I am using some of these techniques to breed for northern fruit. The fruit is slow to develope and are often full of genes that are difficult to recover being recessive. Patience is required- so do not see this as a magic bullet.
It is often useful to use artificial polyploids in breeding, particularly when we want to breed diploids with tetraploids while avoiding the triploid intermediates. However, “the frequency of chiasmata per chromosome is always reduced in a tetraploid owing to the larger nucleus and the slower pairing” (Darlington: The Evolution of Genetic Systems, p. 154).
In other words, if the diploids carry undesired gene linkages, it is a good idea to break the linkages at the diploid level. Once these are brought into tetraploids, they will be more difficult to correct because of reduced crossing-over.
Hi Karl Yes I agree with your quote is correct on reduced crossovers is true but I am only trying to say that in an autotetraploid recovering genes from AAaa x AAaa is I in 36. In diploids Aa x Aa is 1 in 4. For small scale breeders this is significant.
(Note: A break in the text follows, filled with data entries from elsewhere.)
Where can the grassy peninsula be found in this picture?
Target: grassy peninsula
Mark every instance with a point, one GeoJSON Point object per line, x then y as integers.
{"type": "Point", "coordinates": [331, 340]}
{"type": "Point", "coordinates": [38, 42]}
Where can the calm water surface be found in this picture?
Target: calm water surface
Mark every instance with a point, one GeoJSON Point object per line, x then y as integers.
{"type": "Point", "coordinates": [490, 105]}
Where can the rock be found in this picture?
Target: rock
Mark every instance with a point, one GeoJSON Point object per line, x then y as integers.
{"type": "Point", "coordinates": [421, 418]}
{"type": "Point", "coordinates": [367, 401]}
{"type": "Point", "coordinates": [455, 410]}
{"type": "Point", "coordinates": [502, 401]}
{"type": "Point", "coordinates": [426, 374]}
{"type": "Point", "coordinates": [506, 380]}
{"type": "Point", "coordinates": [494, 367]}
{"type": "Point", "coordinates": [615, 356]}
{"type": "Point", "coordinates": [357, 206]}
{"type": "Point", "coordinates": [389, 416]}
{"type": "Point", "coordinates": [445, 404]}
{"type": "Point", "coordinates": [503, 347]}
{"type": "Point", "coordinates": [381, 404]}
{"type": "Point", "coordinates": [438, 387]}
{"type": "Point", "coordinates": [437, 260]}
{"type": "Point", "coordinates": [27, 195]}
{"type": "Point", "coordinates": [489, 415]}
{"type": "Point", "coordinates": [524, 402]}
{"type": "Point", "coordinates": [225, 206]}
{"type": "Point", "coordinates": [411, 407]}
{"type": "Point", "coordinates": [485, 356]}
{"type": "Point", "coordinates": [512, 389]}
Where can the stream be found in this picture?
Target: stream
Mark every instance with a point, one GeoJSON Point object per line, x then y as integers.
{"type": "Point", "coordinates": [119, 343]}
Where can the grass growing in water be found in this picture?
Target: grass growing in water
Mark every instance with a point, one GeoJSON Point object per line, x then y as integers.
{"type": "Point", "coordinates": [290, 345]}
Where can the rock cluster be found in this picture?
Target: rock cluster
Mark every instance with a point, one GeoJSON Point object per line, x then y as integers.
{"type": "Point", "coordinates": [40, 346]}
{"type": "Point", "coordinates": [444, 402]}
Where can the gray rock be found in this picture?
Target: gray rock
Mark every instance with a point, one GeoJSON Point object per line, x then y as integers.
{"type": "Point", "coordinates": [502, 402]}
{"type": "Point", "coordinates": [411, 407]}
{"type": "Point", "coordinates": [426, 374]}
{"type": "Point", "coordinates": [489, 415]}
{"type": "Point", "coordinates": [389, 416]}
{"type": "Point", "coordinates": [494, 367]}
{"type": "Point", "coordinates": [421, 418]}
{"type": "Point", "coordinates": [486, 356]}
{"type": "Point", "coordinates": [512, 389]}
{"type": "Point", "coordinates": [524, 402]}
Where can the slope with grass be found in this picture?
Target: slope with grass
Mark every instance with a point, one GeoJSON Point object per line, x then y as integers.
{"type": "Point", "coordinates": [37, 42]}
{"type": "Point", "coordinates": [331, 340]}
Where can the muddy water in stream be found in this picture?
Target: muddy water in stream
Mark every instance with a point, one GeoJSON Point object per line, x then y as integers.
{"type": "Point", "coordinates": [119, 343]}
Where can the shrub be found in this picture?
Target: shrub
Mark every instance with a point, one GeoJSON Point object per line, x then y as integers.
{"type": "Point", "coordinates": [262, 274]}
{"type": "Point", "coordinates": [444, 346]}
Allotetraoids on the other a barrel of monkeys. I use them like Sears in the fifties and more to move genes from tetraploid to diploids. I know usually it is done in the opposite direction.
Johannes.
Johannes,
Snatching genes from polyploids to enrich the diploid lines is an excellent plan. Percy Wright made just such a suggestion:
Why does someone not undertake to put pollen of ‘Persian Yellow’ (> R. foetida persiana> ) on one of the nearest-to-yellow teas? The hybrid so produced should make a proportion of haploid pollen cells. These, fertilizing the teas again, should create a new race of roses in which it should be somewhat easier to intensify the yellow color than in our existing hybrid teas. Also, it should be easier to avoid inheriting the gene or genes for susceptibility to blackspot which come down from ‘Persian Yellow.’
http://bulbnrose.x10.mx/Roses/breeding/Wright/Wright_chromosomes.html
It also would be desirable to bring the scent foliage of the Sweet Briar (Rosa rubiginosa) and the red leaves of R. rubrifolia into diploids.
I once raised a mossy seedling from ‘Perle d’Or’ pollinated by a Moss rose, but did not continue the work to a useful conclusion.